H&E staining of muscle-derived tumours from cardiotoxin-treated *Trp53*^−/− mice and skeletal muscle from cardiotoxin-treated *Trp53*^+/+ mice. (A–C) H&E staining of sections taken from muscle-derived tumours in p53-deficient mice injected with cardiotoxin (Ctx-*Trp53*^−/−) show histopathology consistent with embryonal rhabdomyosarcoma (eRMS). Arrow in (B) shows tumour cell with anaplasia. (D) H&E staining of skeletal muscle from wild-type mice similarly injected with cardiotoxin (Ctx-*Trp53*^+/+) showed only normal regenerating skeletal muscle. Bar = 50 μm for all panels.

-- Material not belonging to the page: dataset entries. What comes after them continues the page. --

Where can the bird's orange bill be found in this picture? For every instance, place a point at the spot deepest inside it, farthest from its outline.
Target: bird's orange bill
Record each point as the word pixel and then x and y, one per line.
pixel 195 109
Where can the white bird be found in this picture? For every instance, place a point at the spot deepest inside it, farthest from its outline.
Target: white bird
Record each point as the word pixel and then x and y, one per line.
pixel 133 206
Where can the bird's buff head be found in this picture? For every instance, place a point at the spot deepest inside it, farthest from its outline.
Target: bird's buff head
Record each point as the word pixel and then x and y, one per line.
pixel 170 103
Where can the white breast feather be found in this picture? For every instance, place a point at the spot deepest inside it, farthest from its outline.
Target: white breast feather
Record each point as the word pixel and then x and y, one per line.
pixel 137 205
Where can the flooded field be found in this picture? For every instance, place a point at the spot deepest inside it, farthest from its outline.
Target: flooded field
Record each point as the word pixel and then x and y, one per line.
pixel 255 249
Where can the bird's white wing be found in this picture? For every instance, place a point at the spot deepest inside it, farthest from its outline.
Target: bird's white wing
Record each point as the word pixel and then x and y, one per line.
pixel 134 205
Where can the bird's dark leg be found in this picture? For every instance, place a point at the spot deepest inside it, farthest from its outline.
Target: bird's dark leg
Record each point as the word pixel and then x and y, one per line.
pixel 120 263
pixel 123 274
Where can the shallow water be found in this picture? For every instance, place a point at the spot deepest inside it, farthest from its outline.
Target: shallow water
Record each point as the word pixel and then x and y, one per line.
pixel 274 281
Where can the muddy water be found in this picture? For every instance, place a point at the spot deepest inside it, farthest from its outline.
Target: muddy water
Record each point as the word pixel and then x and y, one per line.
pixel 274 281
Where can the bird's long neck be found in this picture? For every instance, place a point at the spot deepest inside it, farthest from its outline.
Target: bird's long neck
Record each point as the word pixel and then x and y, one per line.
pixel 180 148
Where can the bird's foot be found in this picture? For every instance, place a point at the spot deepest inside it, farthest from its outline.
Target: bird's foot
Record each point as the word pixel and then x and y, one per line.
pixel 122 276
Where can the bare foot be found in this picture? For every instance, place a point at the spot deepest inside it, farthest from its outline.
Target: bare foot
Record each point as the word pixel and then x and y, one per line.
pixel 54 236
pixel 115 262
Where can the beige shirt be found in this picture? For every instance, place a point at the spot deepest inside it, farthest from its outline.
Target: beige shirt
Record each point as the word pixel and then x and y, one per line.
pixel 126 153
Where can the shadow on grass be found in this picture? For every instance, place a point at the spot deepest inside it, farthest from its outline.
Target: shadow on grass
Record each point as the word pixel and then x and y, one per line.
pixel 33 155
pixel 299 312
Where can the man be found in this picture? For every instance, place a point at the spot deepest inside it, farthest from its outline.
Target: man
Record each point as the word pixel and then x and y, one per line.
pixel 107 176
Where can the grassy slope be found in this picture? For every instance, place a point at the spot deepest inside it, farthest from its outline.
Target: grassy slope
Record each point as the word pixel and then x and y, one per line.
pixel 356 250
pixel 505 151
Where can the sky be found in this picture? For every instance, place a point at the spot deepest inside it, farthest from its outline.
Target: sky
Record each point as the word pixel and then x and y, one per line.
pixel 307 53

Quantification of muscle regeneration in cardiotoxin (Ctx)-treated *Trp53*^+/+ and *Trp53*^−/− muscle. *Trp53*^+/+ and *Trp53*^−/− mice were similarly treated with weekly injections of cardiotoxin (Ctx). Two weeks prior to analysis, Ctx injections were stopped and muscles were allowed to regenerate. The percentage of myofibres with centrally located myofibre nuclei, an indicator of at least one cycle of muscle degeneration and regeneration, was quantified (A), as was the average myofibre diameter (B). Errors are standard deviations for n = 4 animals per condition.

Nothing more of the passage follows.